Excess alcohol on Halloween impacts Morriston's A&E
- Published
A health board boss has called for a curb on cut-price alcohol after a hospital's emergency department was overrun with people injured after drinking too much on Halloween.
Some had lost teeth after being involved in fights, while others were treated for excess alcohol.
The influx in patients at Swansea's Morriston Hospital caused a six-hour delay for treatment.
Its chief executive Paul Roberts said it put "huge pressures" on staff.

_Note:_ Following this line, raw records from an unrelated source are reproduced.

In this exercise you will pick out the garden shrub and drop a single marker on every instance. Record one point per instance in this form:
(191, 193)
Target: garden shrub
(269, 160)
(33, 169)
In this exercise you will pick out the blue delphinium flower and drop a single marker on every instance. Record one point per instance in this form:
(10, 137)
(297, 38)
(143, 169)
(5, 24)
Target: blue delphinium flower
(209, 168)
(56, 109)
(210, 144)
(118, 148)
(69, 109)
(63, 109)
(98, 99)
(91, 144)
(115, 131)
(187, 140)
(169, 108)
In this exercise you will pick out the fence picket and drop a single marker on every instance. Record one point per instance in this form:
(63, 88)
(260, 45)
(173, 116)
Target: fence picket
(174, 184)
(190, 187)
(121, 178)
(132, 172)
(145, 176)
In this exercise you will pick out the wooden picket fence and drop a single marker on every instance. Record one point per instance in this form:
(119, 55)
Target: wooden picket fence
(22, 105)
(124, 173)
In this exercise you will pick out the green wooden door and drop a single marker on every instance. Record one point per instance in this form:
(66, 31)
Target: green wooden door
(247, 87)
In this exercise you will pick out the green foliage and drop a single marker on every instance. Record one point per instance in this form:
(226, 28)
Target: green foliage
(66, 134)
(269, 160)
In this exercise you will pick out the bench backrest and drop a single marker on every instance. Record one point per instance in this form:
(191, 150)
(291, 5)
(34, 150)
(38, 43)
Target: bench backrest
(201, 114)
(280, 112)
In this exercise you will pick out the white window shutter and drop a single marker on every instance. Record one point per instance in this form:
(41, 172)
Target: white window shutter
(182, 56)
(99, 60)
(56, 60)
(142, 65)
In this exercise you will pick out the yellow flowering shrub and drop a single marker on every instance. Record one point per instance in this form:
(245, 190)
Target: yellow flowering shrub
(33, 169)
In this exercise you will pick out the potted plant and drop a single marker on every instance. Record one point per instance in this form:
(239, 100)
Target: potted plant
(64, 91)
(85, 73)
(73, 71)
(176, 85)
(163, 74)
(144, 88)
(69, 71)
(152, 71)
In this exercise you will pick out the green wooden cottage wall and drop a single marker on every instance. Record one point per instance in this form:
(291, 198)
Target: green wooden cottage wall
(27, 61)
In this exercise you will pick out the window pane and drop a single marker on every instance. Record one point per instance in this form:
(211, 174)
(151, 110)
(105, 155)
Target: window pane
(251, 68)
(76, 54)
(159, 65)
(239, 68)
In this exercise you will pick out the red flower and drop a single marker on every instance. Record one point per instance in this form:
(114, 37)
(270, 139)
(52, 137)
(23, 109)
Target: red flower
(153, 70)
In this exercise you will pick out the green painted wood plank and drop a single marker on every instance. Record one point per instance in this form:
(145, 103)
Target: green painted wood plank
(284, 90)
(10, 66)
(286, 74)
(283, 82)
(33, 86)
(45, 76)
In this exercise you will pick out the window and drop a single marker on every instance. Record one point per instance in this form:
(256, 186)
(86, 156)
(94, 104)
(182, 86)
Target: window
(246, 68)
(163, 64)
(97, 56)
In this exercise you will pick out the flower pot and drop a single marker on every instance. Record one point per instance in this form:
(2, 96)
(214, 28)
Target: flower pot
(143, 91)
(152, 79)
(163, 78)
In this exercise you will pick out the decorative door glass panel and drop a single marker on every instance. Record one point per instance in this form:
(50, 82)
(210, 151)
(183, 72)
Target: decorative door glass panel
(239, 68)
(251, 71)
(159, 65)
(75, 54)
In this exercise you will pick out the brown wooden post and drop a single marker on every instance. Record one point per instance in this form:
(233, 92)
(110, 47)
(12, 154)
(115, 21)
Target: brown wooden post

Mr Roberts, of Abertawe Bro Morgannwg University Health Board, said that by late evening on 31 October and overnight, the department was filled with witches, mummies, ghosts and other people in fancy dress - a "very large number" of which had had too much to drink.
Health risk
He said this had a "serious impact" on services, which had a knock-on effect on the department for the rest of the weekend and Monday morning.
Mr Roberts said he was dismayed to read news reports of some pubs and clubs offering cut-price drinks on Halloween, external, with some as low as 10p.
"In my view it is irresponsible to sell alcohol so cheaply and I would call on licensees and the bodies which licence pubs and clubs to consider carefully the effects of encouraging people to drink in excess," he said
He urged people to drink responsibly and said binge drinking not only put unnecessary pressure on hospital services, but was a risk to people's health.
Mr Roberts warned that with the Christmas season approaching, the pressure on services would get worse unless there was a more responsible attitude to alcohol.